The fundamental message of Bhagavad Gita is that true spirituality manifests in lokasangraha--care for the welfare of the world. The true yogi is as passionate for the wellbeing of all as a lover is passionate about his paramour. Sometimes we imagine that to be spiritual is to be aloof from the world, indifferent to its turmoil. Yet passionate engagement in the world, without attachment to the fruits, is the mark of spirituality.
There are three conditions which often look alike
Yet differ completely, flourish in the same hedgerow:
Attachment to self and to things and to persons, detachment
From self and from things and from persons; and, growing between them, indifference
Which resembles the others as death resembles life,
Being between two lives--unflowering, between
The live and the dead nettle. This is the use of memory:
For liberation--not less of love but expanding
Of love beyond desire, and so liberation
From the future as well as the past.
(TS Eliot, Little Gidding)
Often when we use the word 'present' we are referring to an aggregate of the recent past and the immediate future, fundamentally unreal. The present, as such, presents itself to us moment to moment. The present, the now, the actual, is beyond our control. When we step out of the fabricated, aggregated 'present' into the present moment, we move from indifference to passionate engagement. The French Jesuit Jean-Pierre de Caussade taught the practice of self-abandonment to Divine Providence through receiving the sacrament of the present moment. Each moment is a unique gift, which we receive only by abandonment--that is, by stepping out of the aggregated present, which we control, into the immediacy of the present moment, always a fresh gift, inviting our engagement. The sacrament of the present moment is an ongoing empowerment for genuine activism, guiding our steps towards the contributions we, and we alone, can make towards the welfare of the whole. I may not be a Gandhi or a Martin Luther King Junior, yet all succeeding generations depend upon the gift I came here to bring, tiny and insignificant as it might seem. Perhaps a smile, a word, a hug from one of us will inspire the next Martin Luther King Junior to lead humanity forward into a bright future.

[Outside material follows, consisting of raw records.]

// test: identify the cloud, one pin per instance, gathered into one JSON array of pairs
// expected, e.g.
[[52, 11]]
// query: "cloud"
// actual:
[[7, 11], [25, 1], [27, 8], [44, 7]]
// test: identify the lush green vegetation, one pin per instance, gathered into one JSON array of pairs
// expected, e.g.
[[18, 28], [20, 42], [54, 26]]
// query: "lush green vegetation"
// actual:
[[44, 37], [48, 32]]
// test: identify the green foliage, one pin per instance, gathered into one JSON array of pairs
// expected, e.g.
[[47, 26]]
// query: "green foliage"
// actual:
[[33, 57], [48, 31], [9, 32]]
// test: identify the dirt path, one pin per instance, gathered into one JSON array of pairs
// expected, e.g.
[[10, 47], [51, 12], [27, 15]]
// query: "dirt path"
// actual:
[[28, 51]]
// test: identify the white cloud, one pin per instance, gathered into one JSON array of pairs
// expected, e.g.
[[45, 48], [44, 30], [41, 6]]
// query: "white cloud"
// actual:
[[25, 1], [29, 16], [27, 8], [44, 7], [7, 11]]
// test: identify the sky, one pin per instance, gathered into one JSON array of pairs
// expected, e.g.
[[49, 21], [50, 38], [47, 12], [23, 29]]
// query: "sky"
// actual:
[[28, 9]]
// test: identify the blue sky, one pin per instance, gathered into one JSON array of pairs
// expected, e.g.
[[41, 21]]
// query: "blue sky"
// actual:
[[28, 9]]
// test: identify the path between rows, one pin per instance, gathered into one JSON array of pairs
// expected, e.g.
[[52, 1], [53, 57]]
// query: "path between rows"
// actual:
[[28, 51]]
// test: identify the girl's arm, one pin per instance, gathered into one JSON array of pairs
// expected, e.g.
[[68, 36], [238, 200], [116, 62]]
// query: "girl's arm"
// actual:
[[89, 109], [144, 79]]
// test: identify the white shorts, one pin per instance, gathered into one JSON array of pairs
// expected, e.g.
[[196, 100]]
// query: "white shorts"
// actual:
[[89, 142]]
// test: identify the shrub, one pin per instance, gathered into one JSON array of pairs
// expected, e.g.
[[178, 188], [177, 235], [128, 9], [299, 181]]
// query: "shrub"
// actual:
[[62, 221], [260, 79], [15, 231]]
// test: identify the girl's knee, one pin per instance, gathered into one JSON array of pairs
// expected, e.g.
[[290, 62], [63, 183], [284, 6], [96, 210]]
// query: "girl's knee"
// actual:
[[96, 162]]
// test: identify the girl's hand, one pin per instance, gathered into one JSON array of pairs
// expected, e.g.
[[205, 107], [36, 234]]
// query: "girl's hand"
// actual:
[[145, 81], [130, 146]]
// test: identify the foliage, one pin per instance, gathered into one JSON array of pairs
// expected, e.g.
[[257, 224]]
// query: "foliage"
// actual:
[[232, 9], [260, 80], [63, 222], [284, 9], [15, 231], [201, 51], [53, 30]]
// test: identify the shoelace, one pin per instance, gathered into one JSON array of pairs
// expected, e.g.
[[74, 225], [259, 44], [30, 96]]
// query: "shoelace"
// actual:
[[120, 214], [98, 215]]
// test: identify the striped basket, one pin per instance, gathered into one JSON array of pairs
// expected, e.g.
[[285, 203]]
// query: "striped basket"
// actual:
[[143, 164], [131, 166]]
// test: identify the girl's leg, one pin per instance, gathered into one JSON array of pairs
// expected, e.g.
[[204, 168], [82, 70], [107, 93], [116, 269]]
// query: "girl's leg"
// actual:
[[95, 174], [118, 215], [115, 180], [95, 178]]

We know of the 'shot heard around the world,' setting in motion the horrors of the First World War. But our actions of loving-kindness and compassion also echo and ripple around the world, with beneficial consequences we cannot even imagine.
Little acts of kindness
Little deeds of love
Make this earth a heaven
Like the one above.
I wish you a bright New Year. May you unpack the gifts that each moment brings and so share your heart with all beings!